Middle East & North Africa
- Rafael has completed a successful test firing demonstration with its Protector unmanned surface vehicle (USV). The remote controlled platform conducted a series of launches with a variety of munitions, including the company’s Spike missile, as well as performing maneuvers and demonstrating its targeting capabilities. Protectors have already been procured by various navies, including those in Singapore, Israel and the US, and offers operators a platform that can conduct operations without revealing its identity to hostile forces.
- Norway’s Kongsberg has teamed up alongside Germany’s Thyssenkrupp Marine Systems and Atlas Elektronik to form a joint venture aimed at supplying combat systems for Thyssenkrupp submarines. The announcement follows an earlier Norwegian government announcement last month that they had chosen Germany as a strategic partner for their new submarine procurement program. The Norway-based new venture will be part-owned by both the Norwegian and German partners, and the new company will be responsible for the development, production and maintenance of combat systems. Speaking on the joint venture, Kongsberg President and CEO Geir Haøy said the agreement has potential to earn Kongsberg in excess of $1.8 billion over the next ten years and will mark a significant increase in activity and employment in the Norwegian industry.
- Safran has been selected by the UK’s Military Flying Training System program to assist in servicing engines of rotary-wing aircraft flown by Britain’s Defense Helicopter Flying School. The 17-year, by-the-hour contract follows an earlier agreement signed with UK’s defense ministry in July 2016, when they were selected to supply Arrius 2B2 and Arriel 2E turbines for the country’s H135 and H145 fleets. Work will be carried out in partnership with Airbus helicopters and it is believed Safran will earn over $100 million over the course of the contract.
- Saab has opened an office in the Philippines as the Swedish defense firm looks to sell its JAS-39 Gripen fighter to the archipelago nation. The office was opened by Swedish Ambassador Harald Fries who said that his embassy will invite Swedish companies who do good work in terms of social responsibility to have an exchange with both government agencies, labor unions, and Filipino companies. Alongside air defense, Saab is also looking to offer coastal surveillance equipment and even submarines to the Philippines in order to profit from Manila’s maritime modernization efforts.

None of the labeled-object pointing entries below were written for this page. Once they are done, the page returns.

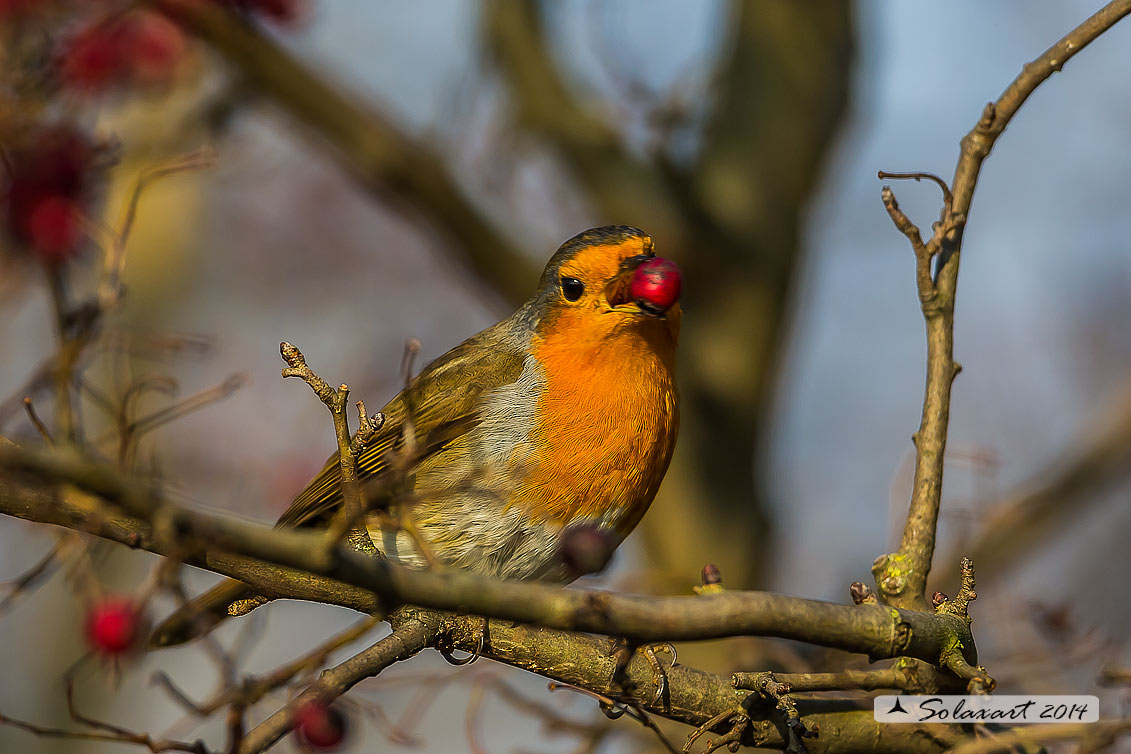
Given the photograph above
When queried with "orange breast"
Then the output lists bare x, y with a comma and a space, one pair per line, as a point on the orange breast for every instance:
606, 422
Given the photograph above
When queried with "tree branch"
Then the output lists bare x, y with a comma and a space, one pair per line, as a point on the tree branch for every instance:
380, 155
409, 635
901, 577
866, 629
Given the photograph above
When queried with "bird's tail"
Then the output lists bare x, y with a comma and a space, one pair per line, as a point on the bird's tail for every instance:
203, 614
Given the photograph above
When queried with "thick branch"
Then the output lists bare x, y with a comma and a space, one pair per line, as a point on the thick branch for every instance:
694, 696
866, 629
385, 159
901, 577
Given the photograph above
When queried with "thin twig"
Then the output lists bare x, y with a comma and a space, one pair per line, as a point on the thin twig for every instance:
407, 639
901, 575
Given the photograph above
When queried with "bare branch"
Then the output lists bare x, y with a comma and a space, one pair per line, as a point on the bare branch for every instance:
408, 637
901, 575
868, 629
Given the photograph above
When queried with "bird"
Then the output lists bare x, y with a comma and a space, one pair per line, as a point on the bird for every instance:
562, 415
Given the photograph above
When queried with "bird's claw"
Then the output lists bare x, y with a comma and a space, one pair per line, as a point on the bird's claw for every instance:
480, 643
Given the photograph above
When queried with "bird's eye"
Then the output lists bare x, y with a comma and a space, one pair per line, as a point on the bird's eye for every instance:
572, 288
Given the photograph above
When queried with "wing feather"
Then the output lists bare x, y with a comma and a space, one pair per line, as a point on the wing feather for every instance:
443, 402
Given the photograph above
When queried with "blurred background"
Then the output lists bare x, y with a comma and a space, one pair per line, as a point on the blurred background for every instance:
414, 187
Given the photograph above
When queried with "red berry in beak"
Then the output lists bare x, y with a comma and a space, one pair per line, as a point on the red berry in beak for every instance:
113, 626
319, 727
656, 285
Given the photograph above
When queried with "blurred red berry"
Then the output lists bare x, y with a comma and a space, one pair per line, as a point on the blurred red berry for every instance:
93, 58
140, 46
113, 626
154, 45
53, 227
319, 727
46, 190
656, 284
586, 548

- Taiwanese media has reported that the US has sent personnel, including officials from Raytheon, to inspect Taiwan’s PAC-3 air defense systems. Two batteries have been in place in Hualian and Taitung since earlier this year, replacing the older Hawk air defense system, and the inspection is being seen as a signal that the deployments may become permanent. Meanwhile, South Korea’s deployment of the Terminal High Altitude Area Defense (THAAD) has started a debate in Taiwan at the possible deployment of THAAD on the island. Defense Minister Feng Shih-kuan, however, has publicly voiced his opposition against a THAAD presence in Taiwan, saying the island had no need to be drawn into other countries’ conflicts.
- Attack drones will be deployed to South Korea by the US as tensions rise on the peninsula over the deployment of THAAD. The decision to deploy the MQ-1C Grey Eagles to Korea come as part of a wider plan to deploy a company of the attack drones with every division in the US Army. Speaking on the announcement, United States Forces Korea spokesman Christopher Bush added that the Grey Eagle’s will provide a “significant intelligence, surveillance and reconnaissance capability to US Forces Korea and our ROK partners.” These ongoing tensions are taking place at a time when South Korean voters are scheduled to go to the polls on May 9 in order to elect a new president following the impeachment and dismissal last week of its former president, Park Geun-hye, and policy on North Korea and the THAAD system are likely to be contentious issues in the campaign.